Blind Packet Forwarding in a Hierarchical Level-based Locator/Identifier Split

Abstract

Network Address Confidentiality (NAC) classifies all network nodes as adversaries and limits access to the network packet addresses in cleartext exclusively to the communicating endpoints. In our model, an adversary can control a single network node as well as a part or all of the network nodes on the route of a packet. Moreover, an adversary can observe and exploit network packet addresses. NAC implies certain anonymity properties, namely sender/recipient and relationship unlinkabilities.

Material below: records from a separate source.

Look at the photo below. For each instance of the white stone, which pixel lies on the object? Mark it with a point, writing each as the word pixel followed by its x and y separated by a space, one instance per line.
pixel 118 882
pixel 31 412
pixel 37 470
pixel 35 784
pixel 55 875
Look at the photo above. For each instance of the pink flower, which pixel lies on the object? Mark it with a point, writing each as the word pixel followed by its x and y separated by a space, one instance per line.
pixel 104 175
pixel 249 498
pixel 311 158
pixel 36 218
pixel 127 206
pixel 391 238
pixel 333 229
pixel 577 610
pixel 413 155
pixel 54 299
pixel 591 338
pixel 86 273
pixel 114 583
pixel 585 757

In contrast to the existing approaches related to NAC and its unlinkability properties with regard to our strong adversary model, Blind Packet Forwarding (BPF) tackles this issue in a clean-slate manner by redesigning the packet forwarding and its associated services to blind ones transferring and processing packet addresses in end-to-end encrypted form. This paper proposes a BPF architecture combining two approaches being based on the Locator/Identifier Split principle for a future network architecture. This BPF design introduces a fine-grained, flexible and dynamic blindness providing multiple NAC and unlinkability levels classified into two blindness taxonomies. In the first taxonomy, the higher the masking rank being applied to an address, the bigger is the radius of network domains within which NAC applies to the address, beginning with the top-level network domain. By applying higher masking ranks in the second blindness taxonomy, an endpoint can mask its address within higher network domains in direction of the top-level network domain. This paper also adapts OpenFlow in order to achieve a BPF implementation which provides high performance and can thus support multiple real-time media communications each with a high sending rate.